Today tens of thousands lack affordable housing and affordable daycare placements as the federal Conservatives and provincial Liberals claim that there’s no money for them. Yet, these same bureaucrats gladly commit to billions of dollars for a regional sports event. It is no wonder that cynicism of the political process is at an all time high!
The Ontario and Toronto governments have arrogantly and unilaterally imposed these games without public consultation or open discussion. We did not ask for these games, when countless historical examples serve to show that international sporting events such as these leave a legacy of empty stadiums and public debts. At the same time, a few privileged pockets in the construction, real estate and tourism sectors cash in huge windfalls of taxpayer-financed profits.
The Pam Am games will be preceded by the Climate Summit of the Americas, which will commit to more failed market strategies. Keynote speakers include Quebec premier Phillip Couillard and Ontario Premier Kathleen Wynne, who will be congratulating themselves on their cap-and-trade plan while they both continue to support ecocidal tar sands. There will also be a Pan American Economic Summit that Harper will attend.
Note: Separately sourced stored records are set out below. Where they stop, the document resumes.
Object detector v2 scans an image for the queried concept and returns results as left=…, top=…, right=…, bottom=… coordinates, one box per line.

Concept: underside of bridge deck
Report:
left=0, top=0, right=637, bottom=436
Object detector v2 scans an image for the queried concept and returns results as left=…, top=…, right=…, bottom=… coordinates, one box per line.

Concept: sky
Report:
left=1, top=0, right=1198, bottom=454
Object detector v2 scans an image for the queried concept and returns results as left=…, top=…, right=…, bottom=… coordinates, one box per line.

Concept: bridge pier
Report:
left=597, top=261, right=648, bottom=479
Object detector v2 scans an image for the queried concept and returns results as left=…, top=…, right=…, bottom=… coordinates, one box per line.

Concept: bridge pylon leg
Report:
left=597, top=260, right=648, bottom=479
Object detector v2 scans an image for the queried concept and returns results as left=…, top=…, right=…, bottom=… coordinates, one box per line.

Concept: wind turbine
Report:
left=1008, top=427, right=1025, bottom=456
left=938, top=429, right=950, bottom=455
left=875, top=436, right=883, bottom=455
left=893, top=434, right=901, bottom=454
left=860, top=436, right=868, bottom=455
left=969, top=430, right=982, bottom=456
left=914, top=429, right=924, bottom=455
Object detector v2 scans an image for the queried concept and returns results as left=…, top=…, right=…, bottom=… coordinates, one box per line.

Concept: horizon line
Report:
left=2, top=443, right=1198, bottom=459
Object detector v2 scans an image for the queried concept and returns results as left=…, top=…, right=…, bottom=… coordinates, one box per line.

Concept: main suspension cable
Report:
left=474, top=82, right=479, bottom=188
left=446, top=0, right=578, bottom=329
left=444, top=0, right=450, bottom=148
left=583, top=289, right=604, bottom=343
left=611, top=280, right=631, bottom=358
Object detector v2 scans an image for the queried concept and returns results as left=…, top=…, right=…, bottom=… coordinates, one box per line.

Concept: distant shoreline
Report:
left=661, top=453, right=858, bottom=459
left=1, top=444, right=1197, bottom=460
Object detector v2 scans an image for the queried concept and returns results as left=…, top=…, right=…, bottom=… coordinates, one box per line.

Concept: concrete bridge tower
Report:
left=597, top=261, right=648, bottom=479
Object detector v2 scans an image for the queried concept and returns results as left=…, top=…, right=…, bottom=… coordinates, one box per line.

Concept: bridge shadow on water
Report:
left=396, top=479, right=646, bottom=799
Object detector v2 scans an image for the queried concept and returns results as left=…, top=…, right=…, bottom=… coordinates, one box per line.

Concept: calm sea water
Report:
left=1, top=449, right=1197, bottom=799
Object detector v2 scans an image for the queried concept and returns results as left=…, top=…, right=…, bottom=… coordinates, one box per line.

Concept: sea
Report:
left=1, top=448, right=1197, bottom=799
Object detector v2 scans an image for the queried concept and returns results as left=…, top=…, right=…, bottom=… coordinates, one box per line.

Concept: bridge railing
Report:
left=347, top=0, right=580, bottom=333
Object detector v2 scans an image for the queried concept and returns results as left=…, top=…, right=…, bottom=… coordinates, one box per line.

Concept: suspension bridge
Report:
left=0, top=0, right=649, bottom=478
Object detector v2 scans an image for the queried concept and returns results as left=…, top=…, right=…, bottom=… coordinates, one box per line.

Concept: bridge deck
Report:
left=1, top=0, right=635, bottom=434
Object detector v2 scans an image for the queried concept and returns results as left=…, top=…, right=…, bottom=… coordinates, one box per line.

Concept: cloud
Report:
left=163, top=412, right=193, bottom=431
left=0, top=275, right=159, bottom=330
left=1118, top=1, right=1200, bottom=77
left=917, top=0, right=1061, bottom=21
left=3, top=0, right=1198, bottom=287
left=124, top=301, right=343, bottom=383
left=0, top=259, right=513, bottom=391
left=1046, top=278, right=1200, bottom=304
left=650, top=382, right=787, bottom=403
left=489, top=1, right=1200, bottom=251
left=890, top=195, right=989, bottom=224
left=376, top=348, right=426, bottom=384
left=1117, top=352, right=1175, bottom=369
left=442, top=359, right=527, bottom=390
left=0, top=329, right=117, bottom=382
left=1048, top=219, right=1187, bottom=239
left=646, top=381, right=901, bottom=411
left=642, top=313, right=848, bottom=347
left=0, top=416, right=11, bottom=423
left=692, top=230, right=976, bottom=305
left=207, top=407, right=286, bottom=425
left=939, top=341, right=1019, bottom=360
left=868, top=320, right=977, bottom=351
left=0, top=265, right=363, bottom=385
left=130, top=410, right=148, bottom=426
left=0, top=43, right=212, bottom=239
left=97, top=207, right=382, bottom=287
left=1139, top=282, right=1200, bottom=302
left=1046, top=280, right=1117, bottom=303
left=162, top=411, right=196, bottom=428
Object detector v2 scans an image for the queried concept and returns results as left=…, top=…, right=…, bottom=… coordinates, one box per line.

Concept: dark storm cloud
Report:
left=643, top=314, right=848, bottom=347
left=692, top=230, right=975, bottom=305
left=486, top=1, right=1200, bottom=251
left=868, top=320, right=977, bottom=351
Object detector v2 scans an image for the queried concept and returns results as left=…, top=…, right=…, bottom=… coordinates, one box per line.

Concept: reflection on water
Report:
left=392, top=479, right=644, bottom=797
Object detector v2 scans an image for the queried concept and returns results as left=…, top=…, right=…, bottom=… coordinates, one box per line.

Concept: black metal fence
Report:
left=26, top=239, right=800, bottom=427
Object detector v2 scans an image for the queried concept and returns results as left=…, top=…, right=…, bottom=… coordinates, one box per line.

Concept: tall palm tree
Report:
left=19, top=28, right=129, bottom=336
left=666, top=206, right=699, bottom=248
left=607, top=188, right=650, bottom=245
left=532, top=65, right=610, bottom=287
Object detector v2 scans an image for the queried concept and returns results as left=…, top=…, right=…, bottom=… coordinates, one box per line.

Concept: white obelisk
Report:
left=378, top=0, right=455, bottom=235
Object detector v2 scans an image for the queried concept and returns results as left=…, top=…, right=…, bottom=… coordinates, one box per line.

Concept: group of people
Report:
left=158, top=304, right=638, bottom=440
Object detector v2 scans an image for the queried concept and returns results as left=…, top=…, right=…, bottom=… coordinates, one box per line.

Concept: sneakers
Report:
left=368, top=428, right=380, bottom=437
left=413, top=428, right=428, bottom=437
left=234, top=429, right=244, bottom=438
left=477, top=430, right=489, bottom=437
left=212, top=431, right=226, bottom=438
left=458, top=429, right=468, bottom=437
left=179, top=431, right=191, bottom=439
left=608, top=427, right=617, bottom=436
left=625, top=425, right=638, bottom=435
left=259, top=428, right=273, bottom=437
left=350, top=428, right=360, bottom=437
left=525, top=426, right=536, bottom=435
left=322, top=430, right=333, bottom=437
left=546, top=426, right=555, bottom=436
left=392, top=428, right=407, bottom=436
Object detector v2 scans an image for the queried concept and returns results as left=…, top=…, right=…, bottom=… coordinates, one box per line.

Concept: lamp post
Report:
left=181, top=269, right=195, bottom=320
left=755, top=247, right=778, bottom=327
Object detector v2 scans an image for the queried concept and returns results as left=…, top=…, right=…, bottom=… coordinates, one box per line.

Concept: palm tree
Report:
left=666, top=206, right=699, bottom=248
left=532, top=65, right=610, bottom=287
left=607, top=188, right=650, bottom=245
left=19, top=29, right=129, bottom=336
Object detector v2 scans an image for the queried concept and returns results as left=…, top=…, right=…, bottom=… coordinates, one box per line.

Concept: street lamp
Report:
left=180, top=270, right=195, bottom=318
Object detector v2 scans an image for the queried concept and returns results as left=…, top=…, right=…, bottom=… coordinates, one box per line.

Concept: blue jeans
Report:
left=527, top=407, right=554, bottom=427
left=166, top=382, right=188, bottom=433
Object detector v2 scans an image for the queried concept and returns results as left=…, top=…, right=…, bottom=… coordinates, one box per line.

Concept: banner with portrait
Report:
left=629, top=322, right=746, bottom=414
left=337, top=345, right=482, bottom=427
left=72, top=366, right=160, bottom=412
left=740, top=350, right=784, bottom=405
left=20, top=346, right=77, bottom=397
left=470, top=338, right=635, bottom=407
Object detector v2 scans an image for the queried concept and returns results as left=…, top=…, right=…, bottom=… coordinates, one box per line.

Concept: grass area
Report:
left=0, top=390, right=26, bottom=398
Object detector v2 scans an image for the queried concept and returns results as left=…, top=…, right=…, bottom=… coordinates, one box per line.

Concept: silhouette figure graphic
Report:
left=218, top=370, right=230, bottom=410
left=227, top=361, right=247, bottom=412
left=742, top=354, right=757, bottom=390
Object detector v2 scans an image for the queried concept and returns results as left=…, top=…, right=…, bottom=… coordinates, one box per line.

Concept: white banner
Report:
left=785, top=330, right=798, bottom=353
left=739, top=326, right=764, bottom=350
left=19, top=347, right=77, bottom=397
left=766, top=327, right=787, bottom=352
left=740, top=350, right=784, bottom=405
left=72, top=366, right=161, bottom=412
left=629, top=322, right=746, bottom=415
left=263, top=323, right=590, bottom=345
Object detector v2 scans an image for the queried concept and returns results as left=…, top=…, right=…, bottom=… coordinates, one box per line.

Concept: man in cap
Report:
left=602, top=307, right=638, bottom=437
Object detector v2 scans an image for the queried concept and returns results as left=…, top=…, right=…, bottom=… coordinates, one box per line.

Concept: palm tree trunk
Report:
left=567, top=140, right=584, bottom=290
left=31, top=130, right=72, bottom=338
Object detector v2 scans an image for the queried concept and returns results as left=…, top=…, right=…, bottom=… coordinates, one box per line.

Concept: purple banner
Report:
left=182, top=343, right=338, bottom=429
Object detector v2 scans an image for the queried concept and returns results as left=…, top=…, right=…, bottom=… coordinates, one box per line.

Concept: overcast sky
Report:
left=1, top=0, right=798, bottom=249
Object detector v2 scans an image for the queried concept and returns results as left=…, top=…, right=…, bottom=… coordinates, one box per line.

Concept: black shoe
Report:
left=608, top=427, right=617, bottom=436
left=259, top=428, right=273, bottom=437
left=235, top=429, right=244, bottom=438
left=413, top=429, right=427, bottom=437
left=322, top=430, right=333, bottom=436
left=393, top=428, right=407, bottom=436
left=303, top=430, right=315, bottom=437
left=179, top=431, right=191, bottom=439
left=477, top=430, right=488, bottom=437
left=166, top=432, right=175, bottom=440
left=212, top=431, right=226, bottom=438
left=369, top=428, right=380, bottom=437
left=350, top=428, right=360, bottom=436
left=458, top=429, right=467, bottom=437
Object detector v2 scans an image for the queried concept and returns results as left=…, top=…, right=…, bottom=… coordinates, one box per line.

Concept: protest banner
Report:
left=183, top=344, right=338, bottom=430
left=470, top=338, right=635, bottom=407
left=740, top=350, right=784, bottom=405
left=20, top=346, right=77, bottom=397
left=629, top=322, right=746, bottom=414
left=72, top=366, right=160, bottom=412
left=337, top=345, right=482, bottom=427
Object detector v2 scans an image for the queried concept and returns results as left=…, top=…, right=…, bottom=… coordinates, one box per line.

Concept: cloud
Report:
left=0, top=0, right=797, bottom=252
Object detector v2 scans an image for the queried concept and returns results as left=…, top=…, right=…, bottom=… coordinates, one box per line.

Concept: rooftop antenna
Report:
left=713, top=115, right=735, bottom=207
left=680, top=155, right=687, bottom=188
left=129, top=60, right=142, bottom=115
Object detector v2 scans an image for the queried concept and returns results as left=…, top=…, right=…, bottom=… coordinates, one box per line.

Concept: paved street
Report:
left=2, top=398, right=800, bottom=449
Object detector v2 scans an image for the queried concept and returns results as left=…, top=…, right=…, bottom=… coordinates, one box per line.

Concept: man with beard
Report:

But protests against the games have already begun, from physicians who interrupted Amateur Sport Minister Bal Gosal’s announcement of the games in 2012 to protest government cuts to refugee health, to anti-poverty march this year denouncing the lack of affordable housing.
As well as boycotting the games, there will be a number of opportunities to reclaim the city this July—including the July 5 March for Jobs, Justice and the Climate, a July 8 protest of the Pan-American economic and climate summits, and the Toronto People’s Social Forum July 10-11.